And valuing the business is often where this comes to a head. Jackson comments that “a buyer is going to want to make some money and perhaps, particularly where private equity is backing an MBO, ultimately sell the business on”. This is why she says that there needs to be a perception – and reality – that “the buyer is buying a business at a price that is right for the seller but leaving enough in it for the buyer to turn a profit and sell it on”.

Good advisers and backers

It’s very easy for a management team, caught up with the process, to fail to have their own advisers in place; they can, as a result, not receive the advice they need to ensure their stake in the buyer and their future package and incentives are right for them.
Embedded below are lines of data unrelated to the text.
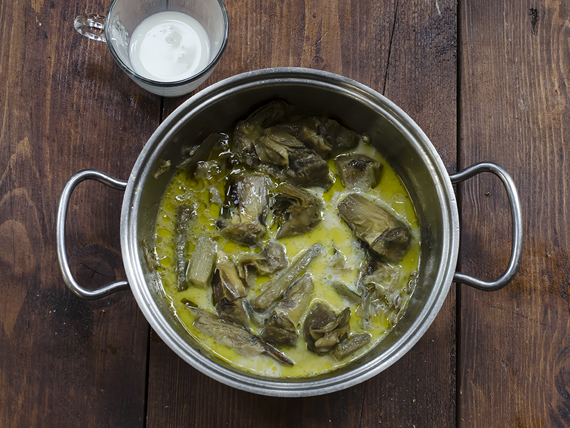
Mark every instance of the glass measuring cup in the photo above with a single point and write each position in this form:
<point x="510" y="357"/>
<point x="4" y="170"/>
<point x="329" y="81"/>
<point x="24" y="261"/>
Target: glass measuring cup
<point x="123" y="17"/>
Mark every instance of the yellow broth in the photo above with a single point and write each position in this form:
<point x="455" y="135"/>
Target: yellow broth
<point x="331" y="233"/>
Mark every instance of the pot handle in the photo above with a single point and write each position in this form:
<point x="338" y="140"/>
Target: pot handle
<point x="70" y="281"/>
<point x="516" y="249"/>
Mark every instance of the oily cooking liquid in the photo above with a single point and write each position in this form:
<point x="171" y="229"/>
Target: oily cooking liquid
<point x="332" y="232"/>
<point x="169" y="46"/>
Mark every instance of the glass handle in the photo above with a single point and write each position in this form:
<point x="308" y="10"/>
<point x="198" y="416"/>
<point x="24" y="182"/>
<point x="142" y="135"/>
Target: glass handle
<point x="91" y="25"/>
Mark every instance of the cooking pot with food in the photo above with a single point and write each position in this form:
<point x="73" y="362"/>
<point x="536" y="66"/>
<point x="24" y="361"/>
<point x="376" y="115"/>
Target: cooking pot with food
<point x="394" y="135"/>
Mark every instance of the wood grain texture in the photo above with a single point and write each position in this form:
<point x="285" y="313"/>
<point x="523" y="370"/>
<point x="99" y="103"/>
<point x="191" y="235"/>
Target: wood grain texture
<point x="515" y="111"/>
<point x="407" y="50"/>
<point x="65" y="106"/>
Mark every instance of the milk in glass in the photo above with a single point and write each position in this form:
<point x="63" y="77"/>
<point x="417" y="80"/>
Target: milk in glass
<point x="169" y="46"/>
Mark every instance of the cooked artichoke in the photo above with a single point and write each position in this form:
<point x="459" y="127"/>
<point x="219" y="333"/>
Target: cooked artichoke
<point x="298" y="210"/>
<point x="270" y="260"/>
<point x="237" y="338"/>
<point x="249" y="130"/>
<point x="281" y="327"/>
<point x="308" y="169"/>
<point x="274" y="289"/>
<point x="201" y="264"/>
<point x="183" y="216"/>
<point x="358" y="171"/>
<point x="323" y="329"/>
<point x="248" y="200"/>
<point x="384" y="233"/>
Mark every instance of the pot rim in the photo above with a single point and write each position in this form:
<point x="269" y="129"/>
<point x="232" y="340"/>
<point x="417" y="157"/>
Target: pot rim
<point x="242" y="380"/>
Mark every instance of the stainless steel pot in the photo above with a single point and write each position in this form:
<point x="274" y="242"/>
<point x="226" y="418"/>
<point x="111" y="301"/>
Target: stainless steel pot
<point x="402" y="142"/>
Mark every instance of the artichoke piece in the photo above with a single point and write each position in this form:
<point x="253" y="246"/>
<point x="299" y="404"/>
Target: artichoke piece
<point x="308" y="169"/>
<point x="338" y="137"/>
<point x="380" y="284"/>
<point x="384" y="233"/>
<point x="248" y="131"/>
<point x="248" y="196"/>
<point x="358" y="171"/>
<point x="275" y="288"/>
<point x="338" y="262"/>
<point x="237" y="338"/>
<point x="228" y="292"/>
<point x="351" y="345"/>
<point x="274" y="145"/>
<point x="202" y="262"/>
<point x="313" y="140"/>
<point x="299" y="210"/>
<point x="150" y="256"/>
<point x="228" y="284"/>
<point x="281" y="327"/>
<point x="183" y="215"/>
<point x="323" y="329"/>
<point x="270" y="260"/>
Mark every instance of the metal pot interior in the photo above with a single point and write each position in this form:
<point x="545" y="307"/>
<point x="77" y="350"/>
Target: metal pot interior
<point x="395" y="135"/>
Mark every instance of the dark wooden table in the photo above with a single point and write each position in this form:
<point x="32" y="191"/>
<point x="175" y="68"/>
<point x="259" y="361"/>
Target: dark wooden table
<point x="486" y="80"/>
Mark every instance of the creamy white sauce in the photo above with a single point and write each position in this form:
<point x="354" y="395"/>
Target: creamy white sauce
<point x="169" y="46"/>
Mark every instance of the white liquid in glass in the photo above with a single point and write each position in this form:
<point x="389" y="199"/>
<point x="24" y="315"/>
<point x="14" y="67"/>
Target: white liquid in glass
<point x="169" y="46"/>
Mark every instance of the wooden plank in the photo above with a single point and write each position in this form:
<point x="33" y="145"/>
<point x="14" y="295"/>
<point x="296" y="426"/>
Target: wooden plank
<point x="354" y="39"/>
<point x="420" y="389"/>
<point x="515" y="103"/>
<point x="65" y="106"/>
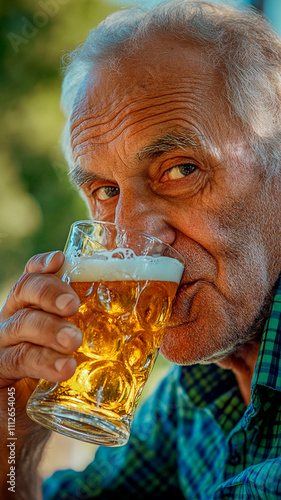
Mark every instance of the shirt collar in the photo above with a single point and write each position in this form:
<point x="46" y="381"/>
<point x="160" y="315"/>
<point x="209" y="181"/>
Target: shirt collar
<point x="268" y="367"/>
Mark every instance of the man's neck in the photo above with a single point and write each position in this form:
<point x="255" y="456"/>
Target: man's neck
<point x="242" y="363"/>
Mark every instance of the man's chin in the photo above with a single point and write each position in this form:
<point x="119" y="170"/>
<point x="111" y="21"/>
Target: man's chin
<point x="185" y="345"/>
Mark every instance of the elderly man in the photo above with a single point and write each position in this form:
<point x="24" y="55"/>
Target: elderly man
<point x="173" y="128"/>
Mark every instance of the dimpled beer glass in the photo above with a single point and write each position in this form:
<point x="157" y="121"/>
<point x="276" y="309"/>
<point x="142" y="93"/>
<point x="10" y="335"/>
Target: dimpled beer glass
<point x="126" y="282"/>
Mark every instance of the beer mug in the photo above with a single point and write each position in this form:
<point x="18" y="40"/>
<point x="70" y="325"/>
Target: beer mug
<point x="126" y="281"/>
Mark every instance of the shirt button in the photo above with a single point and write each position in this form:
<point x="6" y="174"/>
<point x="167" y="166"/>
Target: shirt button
<point x="234" y="459"/>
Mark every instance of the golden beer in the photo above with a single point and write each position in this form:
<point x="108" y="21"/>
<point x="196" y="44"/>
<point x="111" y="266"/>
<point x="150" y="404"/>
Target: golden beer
<point x="125" y="305"/>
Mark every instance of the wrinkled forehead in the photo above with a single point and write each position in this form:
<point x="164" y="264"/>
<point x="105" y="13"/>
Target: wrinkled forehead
<point x="159" y="66"/>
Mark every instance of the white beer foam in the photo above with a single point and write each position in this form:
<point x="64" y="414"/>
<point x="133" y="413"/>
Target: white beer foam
<point x="117" y="266"/>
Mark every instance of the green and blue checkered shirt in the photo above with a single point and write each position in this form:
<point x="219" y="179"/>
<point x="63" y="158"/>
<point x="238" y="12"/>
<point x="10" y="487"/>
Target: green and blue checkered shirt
<point x="194" y="438"/>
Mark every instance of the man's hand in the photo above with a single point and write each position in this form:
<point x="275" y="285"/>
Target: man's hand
<point x="35" y="339"/>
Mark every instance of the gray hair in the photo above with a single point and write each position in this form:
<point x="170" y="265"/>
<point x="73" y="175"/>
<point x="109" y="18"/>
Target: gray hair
<point x="239" y="42"/>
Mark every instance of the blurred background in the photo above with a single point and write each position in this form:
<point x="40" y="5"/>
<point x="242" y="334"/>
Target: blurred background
<point x="37" y="202"/>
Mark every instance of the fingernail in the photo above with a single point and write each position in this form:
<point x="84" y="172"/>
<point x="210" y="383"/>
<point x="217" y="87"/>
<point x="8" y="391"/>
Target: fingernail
<point x="60" y="363"/>
<point x="67" y="335"/>
<point x="49" y="258"/>
<point x="63" y="300"/>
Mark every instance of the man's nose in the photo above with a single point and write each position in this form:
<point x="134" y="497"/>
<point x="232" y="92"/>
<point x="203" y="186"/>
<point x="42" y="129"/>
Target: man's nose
<point x="143" y="214"/>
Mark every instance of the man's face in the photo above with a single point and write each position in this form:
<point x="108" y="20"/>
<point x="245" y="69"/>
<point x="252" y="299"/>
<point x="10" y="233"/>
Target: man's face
<point x="155" y="149"/>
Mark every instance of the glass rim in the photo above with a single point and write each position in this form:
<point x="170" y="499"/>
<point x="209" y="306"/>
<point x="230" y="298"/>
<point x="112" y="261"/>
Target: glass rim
<point x="115" y="224"/>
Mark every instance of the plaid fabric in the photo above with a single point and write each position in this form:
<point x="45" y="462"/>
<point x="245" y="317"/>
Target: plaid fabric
<point x="194" y="438"/>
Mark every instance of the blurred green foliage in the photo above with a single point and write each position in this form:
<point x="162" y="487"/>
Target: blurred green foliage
<point x="37" y="202"/>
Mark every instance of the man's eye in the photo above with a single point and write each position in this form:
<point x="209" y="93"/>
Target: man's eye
<point x="180" y="171"/>
<point x="106" y="192"/>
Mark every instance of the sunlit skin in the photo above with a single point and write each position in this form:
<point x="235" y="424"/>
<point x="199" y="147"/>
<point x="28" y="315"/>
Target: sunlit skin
<point x="204" y="196"/>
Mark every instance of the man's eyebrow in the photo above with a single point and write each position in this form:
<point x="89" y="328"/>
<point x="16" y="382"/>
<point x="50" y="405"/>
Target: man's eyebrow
<point x="79" y="176"/>
<point x="168" y="142"/>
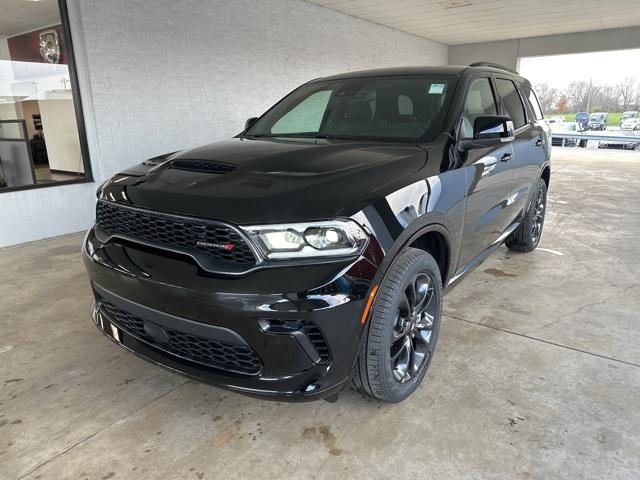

It’s for this reason that Jackson, naturally, says that “engaging a specialist adviser early in the process will enable a buying management team to take advantage of any tax planning opportunities and can add value and avoid potential pitfalls”. She continues: “A good adviser should be able to guide a management team through the process whilst giving insight into the current market trends.”

But while the buying team needs people with experience and expertise in MBOs to identify potential roadblocks before they are hit, Jackson also says that “they need people they can work with, someone who they can truly relate to and get along with... someone who can keep team spirits up to help alleviate the stress of the deal”.

Lastly, there is the requirement to choose the right funder, particularly where the MBO is private equity backed and the funder wants to be involved in the ongoing business.

On this Jackson says that the management team will need to be satisfied with the track record of the funder and how successful they’ve been in investing in other businesses in the sector. She says that the investment strategy of the funder for the business must be assessed and suggests asking a number of questions: “Are they able to support the value creation strategy of the business through, say, acquisition targets or organic growth and expansion? Is the funder’s investment team the ‘right fit’ – have they got the right capabilities and experience? In other words, are they people the management team can work with?”

On the other side of the coin the funder will want to see a comprehensive business plan that offers “a clear vision of the future with projections that demonstrate the business will be sustainable going forward,” says Philbrick.

He says: “There needs to be clear direction on how they wish to take the business forward, including forecasts that show viability; variables have been considered and there is an element of flex to the plan.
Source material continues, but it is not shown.